Determination of the origin and nature of brain macrophages and microglial cells in mouse central nervous system, using non-radioactive in situ hybridization and immunoperoxidase techniques.

C J de Groot1, W Huppes, T Sminia, G Kraal, C D Dijkstra.   

Abstract

The origin and nature of brain macrophages and microglial cells in the mouse central nervous system (CNS) were investigated. First, the expression and localization of determinants recognized by the different monoclonal antibodies (mAbs) MOMA-1, Mac-1-alpha, and F4/80 (raised against cells of the mononuclear phagocyte system) were immunohistochemically studied in the developing and adult mouse brain. In order to clarify the origin of brain macrophages and microglial cells, we used bacteriophage lambda transgenic mice as donors for bone marrow transplantations in recipient mice of different ages.

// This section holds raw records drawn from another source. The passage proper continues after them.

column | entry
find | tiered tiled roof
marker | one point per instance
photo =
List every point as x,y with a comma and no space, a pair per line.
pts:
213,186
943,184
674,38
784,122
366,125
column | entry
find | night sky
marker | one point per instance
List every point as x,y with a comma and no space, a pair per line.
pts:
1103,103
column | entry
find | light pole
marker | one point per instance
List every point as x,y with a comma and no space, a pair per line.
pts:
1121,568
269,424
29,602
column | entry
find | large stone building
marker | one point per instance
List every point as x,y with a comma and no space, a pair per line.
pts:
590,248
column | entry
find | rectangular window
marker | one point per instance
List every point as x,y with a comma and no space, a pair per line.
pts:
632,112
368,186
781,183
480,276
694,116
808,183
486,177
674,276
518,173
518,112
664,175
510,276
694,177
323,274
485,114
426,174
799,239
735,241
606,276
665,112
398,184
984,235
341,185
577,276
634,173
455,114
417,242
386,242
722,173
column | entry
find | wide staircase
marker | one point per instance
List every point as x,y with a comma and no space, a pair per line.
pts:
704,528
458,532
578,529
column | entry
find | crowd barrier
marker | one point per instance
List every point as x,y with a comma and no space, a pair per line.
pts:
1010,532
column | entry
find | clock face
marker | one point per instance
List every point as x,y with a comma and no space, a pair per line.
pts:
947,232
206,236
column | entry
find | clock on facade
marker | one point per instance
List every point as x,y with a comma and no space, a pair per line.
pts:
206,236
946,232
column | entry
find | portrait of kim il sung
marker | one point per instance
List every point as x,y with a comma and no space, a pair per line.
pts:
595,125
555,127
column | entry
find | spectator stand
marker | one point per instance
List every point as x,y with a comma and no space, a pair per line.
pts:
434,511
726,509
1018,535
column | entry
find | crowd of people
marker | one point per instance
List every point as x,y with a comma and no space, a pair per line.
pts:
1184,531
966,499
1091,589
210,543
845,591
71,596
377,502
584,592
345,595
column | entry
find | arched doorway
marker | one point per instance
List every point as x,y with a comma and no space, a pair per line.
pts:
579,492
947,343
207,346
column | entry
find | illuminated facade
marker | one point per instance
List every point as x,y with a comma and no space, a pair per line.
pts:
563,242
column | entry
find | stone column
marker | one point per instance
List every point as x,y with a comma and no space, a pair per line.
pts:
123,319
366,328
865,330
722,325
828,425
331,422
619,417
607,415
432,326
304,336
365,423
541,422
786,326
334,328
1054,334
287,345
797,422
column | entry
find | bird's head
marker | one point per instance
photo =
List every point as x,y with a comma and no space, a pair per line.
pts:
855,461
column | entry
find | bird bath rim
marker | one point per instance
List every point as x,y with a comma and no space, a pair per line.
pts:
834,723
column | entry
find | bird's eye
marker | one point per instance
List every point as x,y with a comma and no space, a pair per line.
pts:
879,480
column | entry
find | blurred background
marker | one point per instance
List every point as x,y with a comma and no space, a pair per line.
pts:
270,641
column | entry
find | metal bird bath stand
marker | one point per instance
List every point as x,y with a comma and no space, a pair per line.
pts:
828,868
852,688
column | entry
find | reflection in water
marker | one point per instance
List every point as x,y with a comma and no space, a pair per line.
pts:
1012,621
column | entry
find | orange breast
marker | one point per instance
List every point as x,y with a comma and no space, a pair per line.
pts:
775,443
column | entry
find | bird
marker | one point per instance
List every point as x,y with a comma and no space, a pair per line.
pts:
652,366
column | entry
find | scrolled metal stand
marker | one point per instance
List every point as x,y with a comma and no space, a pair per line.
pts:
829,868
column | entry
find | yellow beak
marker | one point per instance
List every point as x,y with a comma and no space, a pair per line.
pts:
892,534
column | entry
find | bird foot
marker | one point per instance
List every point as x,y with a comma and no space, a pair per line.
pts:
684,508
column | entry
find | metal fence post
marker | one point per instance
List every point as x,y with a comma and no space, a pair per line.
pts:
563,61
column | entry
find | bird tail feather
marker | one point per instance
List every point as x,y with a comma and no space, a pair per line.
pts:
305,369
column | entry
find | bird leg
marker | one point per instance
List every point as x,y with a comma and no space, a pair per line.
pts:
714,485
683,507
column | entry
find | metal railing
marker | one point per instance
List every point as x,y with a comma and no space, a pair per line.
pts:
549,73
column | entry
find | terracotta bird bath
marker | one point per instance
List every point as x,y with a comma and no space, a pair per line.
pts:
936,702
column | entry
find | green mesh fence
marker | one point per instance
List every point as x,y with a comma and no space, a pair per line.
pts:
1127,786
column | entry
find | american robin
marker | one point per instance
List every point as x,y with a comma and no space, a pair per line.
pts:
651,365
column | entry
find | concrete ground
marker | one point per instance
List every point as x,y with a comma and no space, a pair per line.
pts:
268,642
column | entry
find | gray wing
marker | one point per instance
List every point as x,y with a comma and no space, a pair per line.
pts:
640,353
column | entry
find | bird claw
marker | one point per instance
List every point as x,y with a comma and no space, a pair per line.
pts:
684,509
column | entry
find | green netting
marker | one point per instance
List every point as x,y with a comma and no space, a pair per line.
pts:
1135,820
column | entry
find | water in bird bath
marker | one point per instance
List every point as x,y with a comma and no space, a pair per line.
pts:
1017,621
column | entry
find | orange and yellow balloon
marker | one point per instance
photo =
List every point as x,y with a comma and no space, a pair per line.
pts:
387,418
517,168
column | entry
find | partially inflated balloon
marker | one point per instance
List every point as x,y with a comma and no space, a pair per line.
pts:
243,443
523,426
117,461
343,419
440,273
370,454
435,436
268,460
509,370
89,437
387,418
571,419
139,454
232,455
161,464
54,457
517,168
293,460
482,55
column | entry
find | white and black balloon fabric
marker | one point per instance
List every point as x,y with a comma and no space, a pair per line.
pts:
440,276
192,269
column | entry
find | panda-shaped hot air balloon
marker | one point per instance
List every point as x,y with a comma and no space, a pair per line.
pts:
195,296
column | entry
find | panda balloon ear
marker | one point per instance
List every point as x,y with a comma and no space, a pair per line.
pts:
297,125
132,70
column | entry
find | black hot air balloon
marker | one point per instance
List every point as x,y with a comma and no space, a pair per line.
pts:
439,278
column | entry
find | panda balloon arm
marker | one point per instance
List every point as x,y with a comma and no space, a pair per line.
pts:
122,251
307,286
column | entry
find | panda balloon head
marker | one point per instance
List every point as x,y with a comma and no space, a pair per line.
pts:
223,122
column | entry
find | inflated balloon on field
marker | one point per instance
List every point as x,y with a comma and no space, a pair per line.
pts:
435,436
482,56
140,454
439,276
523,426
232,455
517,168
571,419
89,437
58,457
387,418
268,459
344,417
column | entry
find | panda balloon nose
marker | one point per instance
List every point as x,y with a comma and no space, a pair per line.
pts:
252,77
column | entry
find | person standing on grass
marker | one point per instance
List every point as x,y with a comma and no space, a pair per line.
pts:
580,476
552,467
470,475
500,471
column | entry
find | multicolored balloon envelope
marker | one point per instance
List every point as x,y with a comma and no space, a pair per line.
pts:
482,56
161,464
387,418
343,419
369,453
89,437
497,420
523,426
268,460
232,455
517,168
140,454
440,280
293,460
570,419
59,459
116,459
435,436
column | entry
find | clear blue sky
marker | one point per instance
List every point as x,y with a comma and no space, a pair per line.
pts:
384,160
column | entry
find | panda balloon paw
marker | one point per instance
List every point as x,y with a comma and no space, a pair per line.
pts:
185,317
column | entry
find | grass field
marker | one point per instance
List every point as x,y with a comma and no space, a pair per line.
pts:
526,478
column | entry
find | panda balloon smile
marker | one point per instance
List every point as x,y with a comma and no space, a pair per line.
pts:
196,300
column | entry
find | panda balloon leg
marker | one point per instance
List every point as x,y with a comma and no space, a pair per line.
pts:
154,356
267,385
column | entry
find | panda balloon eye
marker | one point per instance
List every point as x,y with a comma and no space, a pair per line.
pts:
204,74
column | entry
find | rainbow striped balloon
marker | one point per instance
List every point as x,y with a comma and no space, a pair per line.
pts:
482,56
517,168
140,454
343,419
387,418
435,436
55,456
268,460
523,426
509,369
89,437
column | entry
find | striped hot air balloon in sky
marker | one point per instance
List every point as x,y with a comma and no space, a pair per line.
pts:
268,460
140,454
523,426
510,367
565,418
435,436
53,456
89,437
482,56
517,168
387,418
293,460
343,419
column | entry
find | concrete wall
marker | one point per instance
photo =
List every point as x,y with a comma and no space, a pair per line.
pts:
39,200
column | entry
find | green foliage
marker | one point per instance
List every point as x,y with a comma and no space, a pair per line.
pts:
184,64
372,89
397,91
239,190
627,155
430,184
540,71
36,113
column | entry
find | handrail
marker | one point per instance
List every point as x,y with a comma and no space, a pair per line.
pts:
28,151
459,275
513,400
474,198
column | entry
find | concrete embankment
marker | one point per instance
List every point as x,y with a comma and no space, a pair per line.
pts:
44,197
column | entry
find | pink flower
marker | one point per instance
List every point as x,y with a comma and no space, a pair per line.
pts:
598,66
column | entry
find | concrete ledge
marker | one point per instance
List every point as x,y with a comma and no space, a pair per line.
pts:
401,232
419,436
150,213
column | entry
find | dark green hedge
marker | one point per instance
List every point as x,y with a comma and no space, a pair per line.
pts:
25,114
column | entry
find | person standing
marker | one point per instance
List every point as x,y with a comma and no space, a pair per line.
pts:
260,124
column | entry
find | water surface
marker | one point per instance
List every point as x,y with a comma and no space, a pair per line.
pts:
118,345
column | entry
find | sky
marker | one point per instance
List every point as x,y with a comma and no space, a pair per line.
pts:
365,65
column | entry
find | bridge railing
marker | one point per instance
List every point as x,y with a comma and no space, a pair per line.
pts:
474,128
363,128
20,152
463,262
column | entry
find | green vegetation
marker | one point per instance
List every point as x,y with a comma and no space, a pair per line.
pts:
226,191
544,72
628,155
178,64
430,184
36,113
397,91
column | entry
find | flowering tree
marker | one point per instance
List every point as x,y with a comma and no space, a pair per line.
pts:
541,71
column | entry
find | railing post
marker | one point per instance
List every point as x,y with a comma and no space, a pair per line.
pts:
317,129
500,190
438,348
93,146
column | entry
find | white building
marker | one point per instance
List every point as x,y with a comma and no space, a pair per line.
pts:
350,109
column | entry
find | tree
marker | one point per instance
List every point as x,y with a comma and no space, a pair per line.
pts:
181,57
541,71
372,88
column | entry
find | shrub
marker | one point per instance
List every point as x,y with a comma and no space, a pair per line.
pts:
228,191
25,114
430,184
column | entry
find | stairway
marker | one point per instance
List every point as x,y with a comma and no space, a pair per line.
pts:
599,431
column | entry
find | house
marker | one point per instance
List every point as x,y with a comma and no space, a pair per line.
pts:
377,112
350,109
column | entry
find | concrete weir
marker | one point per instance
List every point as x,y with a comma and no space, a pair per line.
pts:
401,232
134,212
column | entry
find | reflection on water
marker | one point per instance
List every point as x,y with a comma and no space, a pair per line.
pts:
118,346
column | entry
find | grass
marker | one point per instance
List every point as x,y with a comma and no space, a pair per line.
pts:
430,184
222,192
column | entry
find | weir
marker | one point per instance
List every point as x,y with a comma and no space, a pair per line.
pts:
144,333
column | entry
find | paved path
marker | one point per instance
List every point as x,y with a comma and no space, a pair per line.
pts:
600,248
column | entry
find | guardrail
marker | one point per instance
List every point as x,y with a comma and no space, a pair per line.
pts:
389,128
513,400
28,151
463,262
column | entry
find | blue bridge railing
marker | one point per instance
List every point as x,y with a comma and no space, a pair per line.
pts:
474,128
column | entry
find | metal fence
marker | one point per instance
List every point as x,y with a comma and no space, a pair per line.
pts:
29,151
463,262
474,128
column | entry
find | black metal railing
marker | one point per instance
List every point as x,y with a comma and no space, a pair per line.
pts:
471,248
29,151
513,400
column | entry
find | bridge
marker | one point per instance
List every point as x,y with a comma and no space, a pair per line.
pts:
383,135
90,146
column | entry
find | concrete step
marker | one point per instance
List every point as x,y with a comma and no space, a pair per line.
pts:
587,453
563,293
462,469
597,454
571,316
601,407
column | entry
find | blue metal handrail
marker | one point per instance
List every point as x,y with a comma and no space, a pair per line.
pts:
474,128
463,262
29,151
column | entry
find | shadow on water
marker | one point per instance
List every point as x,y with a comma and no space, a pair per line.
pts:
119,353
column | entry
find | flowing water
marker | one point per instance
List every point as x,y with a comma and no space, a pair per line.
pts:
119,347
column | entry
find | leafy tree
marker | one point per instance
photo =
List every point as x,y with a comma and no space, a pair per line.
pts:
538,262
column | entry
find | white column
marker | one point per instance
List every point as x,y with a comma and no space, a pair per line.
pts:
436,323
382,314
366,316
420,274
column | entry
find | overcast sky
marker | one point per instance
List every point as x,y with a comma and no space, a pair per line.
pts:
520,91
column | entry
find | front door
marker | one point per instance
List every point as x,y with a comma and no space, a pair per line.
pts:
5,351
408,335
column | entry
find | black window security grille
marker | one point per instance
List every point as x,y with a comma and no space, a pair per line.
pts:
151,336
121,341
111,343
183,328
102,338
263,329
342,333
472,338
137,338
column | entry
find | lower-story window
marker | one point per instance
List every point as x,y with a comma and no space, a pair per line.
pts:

During ontogeny, numerous MOMA-1-, Mac-1-alpha-, and F4/80-positive blood monocyte-derived brain macrophages (amoeboid microglia) infiltrated the CNS parenchyma. These brain macrophages gradually disappeared from the brain parenchyma at postnatal day 7 (P7). From P17 on, Mac-1-alpha- and F4/80-positive cells were detected within the brain parenchyma with the morphology of resting microglial cells. Transitional forms between brain macrophages and "resting" microglia were not observed in the developing brain. Combined non-radioactive in situ hybridization and immunohistochemistry revealed many MOMA-1-positive bone marrow-derived brain macrophages that were located in the leptomeninges, the ventricles, and occasionally the blood vessel walls. These results show that brain macrophages are of bone marrow origin. Many "resting" microglial cells were detected in the brain, mainly in the white matter. It appeared that about 10% of these cells displayed the transgenic signal. This result indicates that the majority of "resting" microglial cells are of local, presumably neuroectodermal, origin.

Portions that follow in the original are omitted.